Clemens Vasters announced the release to the wild of the Fabriq sample that newtelligence has been working on with Microsoft EMEA, et al.
I downloaded the bits and have started reading through the code. Clemens explains the architecture and configuration in several recent posts, so you probably want to start there if you didn't get to see this stuff at the various Tech Eds.
One interesting observation is that, though you will find several references to some of the wse namespaces such as Addressing, Security.*, and the base namespace, you will not find references to the WSE messaging layer. Fabriq roles its own transport(s). I have recently come to that decision myself. I have been trying to implement a msmq-based, reliable, transacted transport for wse 2.0. I basically gave up the ghost Friday, after a week of load testing revealed nit after nit that made the code far more complicated than it really needed to be. I basically reimplemented the whole transport in a much more dumbed-down, straight forward fashion, and it took a lot less code. I am going to try to take some time to write up the experience notes, and I will publish them here when I get a chance.

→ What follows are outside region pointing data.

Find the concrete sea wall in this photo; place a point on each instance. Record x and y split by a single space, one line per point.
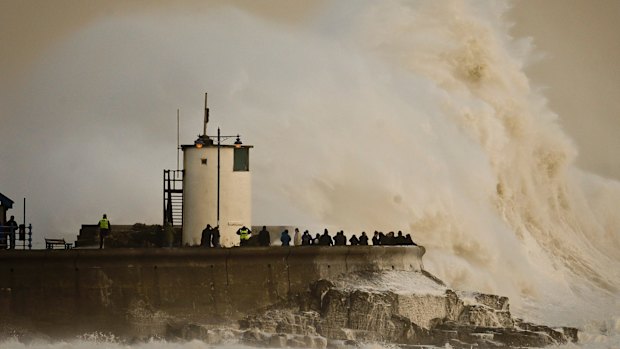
68 292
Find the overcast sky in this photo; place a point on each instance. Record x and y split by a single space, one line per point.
69 167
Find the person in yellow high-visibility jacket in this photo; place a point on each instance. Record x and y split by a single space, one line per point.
104 229
244 235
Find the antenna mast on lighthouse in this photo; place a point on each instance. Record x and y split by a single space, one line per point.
204 129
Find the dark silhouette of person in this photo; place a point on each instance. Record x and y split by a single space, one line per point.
363 239
325 239
389 239
409 240
205 238
400 239
316 239
382 238
340 239
354 241
12 229
264 238
376 239
244 235
306 239
104 229
285 238
215 237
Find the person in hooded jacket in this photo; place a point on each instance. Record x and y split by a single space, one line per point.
325 239
285 238
306 239
363 239
376 239
340 239
354 241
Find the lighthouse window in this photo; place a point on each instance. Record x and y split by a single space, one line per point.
242 159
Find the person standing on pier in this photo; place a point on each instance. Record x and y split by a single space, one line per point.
364 239
244 235
12 229
104 229
297 237
376 239
285 238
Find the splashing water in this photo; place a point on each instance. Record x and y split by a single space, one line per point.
385 116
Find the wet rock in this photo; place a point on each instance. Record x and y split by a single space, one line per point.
493 301
482 316
571 334
557 336
255 337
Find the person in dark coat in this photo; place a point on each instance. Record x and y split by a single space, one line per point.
205 238
409 240
389 239
316 239
340 239
364 239
382 238
215 237
306 239
12 229
354 241
285 238
376 239
264 238
325 239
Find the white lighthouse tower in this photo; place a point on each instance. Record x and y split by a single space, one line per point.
217 186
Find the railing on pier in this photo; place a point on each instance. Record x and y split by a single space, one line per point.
10 237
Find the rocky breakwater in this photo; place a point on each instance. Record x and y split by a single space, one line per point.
397 307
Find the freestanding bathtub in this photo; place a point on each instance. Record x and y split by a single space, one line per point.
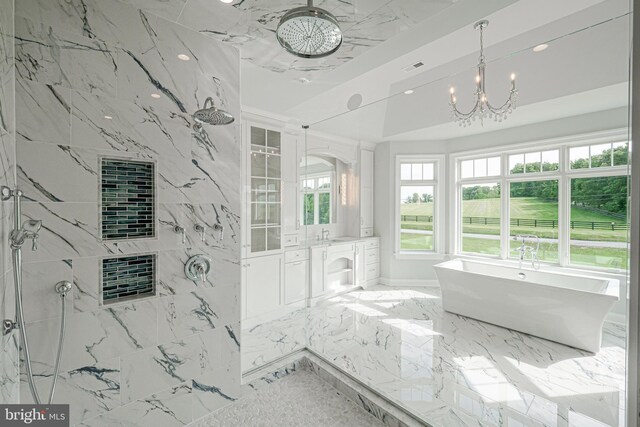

One Nice-to-have would be for the code to be structured so that the architecture was as clear in the projects as it is in the documentation, e.g. adding sub-namespaces to the Core project to package up the concepts, maybe MessageHandler, Pipeline, Node, Action, Router, Transaction, Transport, IO, Utility. It would improve understandability, I think. FWIW -- I tend to use the [most likely fabricated] 7+- 2 rule in packaging things. If a namespace has 10+ classes, I strongly consider reorganizing it. Most of the time, this ends up making the code much better, if only because it is easier to understand. This is what I have always called Extract Package, stealing the pattern naming convention from Martin Fowler. Apparently, I am not the only one. Patterns are like that.